So, yesterday, I spent a day with two friends, Rachel and Victoria. Victoria has a developmental delay. One thing that I realized when I was talking to them was that they have a problem with accepting their feelings. Victoria rides the bus to get to her job, and the bus driver had a stroke the other day and she is scared to go back on the bus. I told her outright, "It is okay to be scared."
She asked one of the most disturbing questions I have ever been asked, "It is?"
Humans in general should be allowed to feel the way they feel. I asked her, "Why do you think it isn't okay to be scared?"
She replied, "My mom told me to just get over it because she can't drive me to work."
Throughout the conversation, I noticed that she was scared even though she wasn't on a bus. I think too often, with people with disabilities, they are told to not feel the way they feel. A few months ago, Victoria said, "My life sucks" while we were riding in a car.
Two of my friends replied, "Your life doesn't suck, don't ever say a thing like that again." You might think that that was an insensitive thing to say, and I agree. But we all do it, to one extent or another. When we tell people "Don't think things like that," we are beheading their feelings. We are helping one more person reject their feelings and thereby creating a huge personality problem. A problem where they reject their emotions or what they are feeling.

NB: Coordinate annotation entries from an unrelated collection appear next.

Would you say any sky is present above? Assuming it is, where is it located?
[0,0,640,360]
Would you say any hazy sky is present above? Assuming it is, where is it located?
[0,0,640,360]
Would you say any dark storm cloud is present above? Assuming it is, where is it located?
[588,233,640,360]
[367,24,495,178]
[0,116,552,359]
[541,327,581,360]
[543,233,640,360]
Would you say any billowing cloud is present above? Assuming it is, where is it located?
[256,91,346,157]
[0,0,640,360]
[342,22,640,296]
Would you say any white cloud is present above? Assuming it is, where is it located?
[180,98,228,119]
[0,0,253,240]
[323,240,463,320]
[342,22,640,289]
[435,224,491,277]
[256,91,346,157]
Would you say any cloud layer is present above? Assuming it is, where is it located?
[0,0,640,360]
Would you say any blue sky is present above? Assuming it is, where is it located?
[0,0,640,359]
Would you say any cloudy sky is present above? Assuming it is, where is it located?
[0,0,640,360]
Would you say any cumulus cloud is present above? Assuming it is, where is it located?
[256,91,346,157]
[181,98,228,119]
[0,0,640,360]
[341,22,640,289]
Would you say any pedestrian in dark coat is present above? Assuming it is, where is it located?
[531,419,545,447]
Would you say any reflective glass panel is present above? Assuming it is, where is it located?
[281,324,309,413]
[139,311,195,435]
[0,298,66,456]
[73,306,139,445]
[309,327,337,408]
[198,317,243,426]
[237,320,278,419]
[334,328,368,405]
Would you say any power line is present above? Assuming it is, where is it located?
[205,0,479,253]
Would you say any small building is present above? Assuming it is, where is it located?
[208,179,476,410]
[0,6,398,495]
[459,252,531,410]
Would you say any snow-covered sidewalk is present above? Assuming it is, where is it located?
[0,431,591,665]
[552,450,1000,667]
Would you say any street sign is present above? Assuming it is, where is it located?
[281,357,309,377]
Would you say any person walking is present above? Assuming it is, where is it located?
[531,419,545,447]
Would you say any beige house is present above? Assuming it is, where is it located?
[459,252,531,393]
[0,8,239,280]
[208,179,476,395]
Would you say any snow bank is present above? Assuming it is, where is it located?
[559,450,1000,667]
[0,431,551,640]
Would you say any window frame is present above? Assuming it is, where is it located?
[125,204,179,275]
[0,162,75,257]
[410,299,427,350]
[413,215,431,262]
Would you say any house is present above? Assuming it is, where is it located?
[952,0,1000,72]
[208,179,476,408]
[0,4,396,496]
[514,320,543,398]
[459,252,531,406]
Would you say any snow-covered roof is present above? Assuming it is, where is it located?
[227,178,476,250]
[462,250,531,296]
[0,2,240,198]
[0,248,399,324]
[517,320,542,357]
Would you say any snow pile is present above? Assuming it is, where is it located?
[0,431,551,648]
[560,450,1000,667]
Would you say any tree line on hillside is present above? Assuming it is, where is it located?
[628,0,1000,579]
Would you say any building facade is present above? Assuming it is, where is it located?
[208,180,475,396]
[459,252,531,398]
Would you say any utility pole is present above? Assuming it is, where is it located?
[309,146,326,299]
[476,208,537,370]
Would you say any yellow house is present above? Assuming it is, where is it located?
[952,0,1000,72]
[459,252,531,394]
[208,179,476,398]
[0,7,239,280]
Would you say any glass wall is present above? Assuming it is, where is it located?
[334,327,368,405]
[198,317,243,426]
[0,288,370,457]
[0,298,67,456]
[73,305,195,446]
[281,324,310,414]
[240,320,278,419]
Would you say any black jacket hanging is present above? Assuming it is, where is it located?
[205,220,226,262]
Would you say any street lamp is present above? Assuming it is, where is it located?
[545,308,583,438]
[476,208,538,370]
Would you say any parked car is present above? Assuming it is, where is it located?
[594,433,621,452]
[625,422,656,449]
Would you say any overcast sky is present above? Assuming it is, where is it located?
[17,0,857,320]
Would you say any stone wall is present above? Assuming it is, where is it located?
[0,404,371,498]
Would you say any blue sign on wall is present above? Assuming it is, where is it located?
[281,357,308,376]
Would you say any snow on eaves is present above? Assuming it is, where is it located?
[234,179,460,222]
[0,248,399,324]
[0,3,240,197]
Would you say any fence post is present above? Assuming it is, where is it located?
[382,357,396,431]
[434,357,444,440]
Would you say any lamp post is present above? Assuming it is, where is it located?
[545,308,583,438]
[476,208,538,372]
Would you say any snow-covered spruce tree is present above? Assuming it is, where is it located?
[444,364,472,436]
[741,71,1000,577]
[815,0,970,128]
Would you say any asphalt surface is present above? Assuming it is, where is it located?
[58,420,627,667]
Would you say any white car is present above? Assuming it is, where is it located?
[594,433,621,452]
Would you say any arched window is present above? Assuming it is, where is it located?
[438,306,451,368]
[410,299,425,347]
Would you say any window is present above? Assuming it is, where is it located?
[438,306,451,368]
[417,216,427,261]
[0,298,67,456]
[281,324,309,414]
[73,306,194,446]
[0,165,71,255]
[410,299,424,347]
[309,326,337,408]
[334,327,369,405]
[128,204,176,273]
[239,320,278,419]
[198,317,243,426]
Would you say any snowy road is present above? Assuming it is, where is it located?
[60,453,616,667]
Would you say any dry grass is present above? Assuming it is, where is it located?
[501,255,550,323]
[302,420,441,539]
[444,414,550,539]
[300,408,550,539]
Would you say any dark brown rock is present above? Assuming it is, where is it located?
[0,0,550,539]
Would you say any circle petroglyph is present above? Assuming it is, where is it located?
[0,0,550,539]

To reject a person's emotions or feelings, no matter what they are, is the most insensitive and inhumane things that we, as humans can do. Our brains feel things and think things that we don't like, but if we reject them and act like we never thought them, we reject a huge elephant in the room. And soon, that elephant is going to grow so big that we begin to be crushed.
I think that all too often, we do this to students, and they end up being diagnosed with emotional behavioral disorders (EBD). Not all students that we do this to will end up being diagnosed, but I think that rejection of emotions or feelings is a huge part of the diagnosis of EBD.
We are an emotionally crippled society, we don't like hearing people's negative thoughts. We think that they should just stop thinking those kinds of thoughts and they will be just fine. No, that is not the case, we need to accept what they are feeling and then we go from there.
I have a question: Do you, as a parent, as a teacher, as a social worker, as a human, do you want to feed into our society's belief that nobody should express their negative thoughts, that way, we don't have to worry about it. And by not expressing their thoughts, their thoughts become stronger. Do you want to feed into this?